US 12,242,567 B2
Identifying salient features for generative networks
Willem Bastiaan Kleijn, Eastborne Wellington (NZ); Sze Chie Lim, San Francisco, CA (US); Michael Chinen, El Cerrito, CA (US); and Jan Skoglund, San Francisco, CA (US)
Assigned to Google LLC, Mountain View, CA (US)
Appl. No. 17/250,506
Filed by Google LLC, Mountain View, CA (US)
PCT Filed May 16, 2019, PCT No. PCT/US2019/032665
§ 371(c)(1), (2) Date Jan. 29, 2021,
PCT Pub. No. WO2020/231437, PCT Pub. Date Nov. 19, 2020.
Prior Publication US 2021/0287038 A1, Sep. 16, 2021
Int. Cl.

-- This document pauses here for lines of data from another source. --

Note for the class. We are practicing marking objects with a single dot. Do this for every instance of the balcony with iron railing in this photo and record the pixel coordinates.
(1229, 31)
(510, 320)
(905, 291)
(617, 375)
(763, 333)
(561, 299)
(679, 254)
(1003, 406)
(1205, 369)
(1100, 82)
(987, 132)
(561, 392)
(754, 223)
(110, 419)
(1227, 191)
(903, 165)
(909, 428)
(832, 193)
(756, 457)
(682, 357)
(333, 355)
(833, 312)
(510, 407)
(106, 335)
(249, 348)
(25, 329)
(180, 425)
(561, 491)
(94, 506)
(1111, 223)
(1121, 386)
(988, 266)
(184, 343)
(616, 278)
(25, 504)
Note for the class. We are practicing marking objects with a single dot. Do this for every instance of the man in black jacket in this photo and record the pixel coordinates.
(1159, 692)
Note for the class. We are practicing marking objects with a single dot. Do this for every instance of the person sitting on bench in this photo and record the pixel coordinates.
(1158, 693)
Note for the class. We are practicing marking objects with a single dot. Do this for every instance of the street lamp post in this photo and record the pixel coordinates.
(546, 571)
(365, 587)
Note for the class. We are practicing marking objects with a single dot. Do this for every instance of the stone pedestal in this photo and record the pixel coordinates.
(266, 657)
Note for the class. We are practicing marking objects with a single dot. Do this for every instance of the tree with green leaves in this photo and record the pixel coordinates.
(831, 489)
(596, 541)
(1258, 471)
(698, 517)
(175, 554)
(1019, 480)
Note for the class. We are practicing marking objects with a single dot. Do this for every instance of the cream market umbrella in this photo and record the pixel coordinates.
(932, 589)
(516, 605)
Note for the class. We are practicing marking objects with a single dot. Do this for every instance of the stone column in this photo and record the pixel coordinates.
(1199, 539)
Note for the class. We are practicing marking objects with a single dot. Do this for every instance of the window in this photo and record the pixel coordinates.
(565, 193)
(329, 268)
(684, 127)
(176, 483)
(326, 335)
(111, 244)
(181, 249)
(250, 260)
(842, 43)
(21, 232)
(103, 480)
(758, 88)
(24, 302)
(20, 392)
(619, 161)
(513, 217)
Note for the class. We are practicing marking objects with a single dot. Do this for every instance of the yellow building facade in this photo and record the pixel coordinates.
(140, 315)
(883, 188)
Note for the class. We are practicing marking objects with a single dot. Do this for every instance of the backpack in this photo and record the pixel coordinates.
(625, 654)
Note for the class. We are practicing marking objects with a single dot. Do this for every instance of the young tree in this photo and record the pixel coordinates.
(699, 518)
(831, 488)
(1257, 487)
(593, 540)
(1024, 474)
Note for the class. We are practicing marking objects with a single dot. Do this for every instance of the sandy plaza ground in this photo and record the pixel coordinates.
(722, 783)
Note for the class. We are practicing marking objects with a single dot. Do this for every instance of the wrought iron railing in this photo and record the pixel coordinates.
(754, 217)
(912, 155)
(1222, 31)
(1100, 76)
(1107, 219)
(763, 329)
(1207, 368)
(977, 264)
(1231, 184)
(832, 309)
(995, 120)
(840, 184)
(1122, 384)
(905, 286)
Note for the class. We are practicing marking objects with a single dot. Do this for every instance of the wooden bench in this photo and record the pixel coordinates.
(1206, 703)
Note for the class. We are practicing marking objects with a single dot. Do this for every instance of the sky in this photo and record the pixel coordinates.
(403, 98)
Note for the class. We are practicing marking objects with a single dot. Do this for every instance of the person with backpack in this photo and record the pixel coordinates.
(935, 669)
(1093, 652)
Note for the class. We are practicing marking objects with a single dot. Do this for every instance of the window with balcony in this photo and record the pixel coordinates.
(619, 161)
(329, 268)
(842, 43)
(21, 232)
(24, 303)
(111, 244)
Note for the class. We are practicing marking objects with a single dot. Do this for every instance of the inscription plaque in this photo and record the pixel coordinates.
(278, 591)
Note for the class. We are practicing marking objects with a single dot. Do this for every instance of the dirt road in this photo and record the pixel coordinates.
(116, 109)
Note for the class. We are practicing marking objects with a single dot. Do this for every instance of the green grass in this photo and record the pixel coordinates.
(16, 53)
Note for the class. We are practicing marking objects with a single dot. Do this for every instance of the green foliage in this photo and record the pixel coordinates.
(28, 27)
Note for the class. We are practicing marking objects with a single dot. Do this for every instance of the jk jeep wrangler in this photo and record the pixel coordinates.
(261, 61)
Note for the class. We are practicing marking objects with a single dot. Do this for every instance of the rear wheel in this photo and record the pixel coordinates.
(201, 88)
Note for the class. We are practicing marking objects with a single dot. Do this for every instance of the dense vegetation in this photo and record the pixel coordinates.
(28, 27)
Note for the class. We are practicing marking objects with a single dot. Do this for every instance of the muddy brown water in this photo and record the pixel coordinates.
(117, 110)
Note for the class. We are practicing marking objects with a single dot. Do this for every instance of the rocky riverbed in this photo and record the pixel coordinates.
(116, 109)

G06N 3/045 (2023.01); G06F 18/2113 (2023.01); G06F 18/213 (2023.01); G06N 3/08 (2023.01); G06N 3/088 (2023.01)
CPC G06F 18/213 (2023.01) [G06F 18/2113 (2023.01); G06N 3/045 (2023.01); G06N 3/08 (2013.01); G06N 3/088 (2013.01)] 21 Claims
OG exemplary drawing
 
1. A method for identifying features for a generative network, the method comprising:
obtaining a set of inputs for each clean input in a batch of inputs, the set of inputs including at least one modified input, each modified input being a different modified version of the clean input;
training an encoder having weights to provide features for an input by, for each set of inputs in the batch of inputs:
providing the set of inputs to one or more cloned encoders, each of the one or more cloned encoders sharing the weights and receiving a different respective input of the set of inputs, the encoder being one of the one or more cloned encoders, and
modifying the weights to minimize a global loss function, the global loss function having a first term that maximizes similarity between features for the set of inputs, a second term that maximizes independence and unit-variance within the features generated by the encoder, and a third term that minimizes a reconstruction loss with a target input, derived from the clean input, by mapping, via a decoder, the features generated by the encoder to an output representing a reconstruction of the input;
using the encoder to extract features for a new input as extracted features;
providing the extracted features to the generative network; and
generating audio data or images data using the generative network.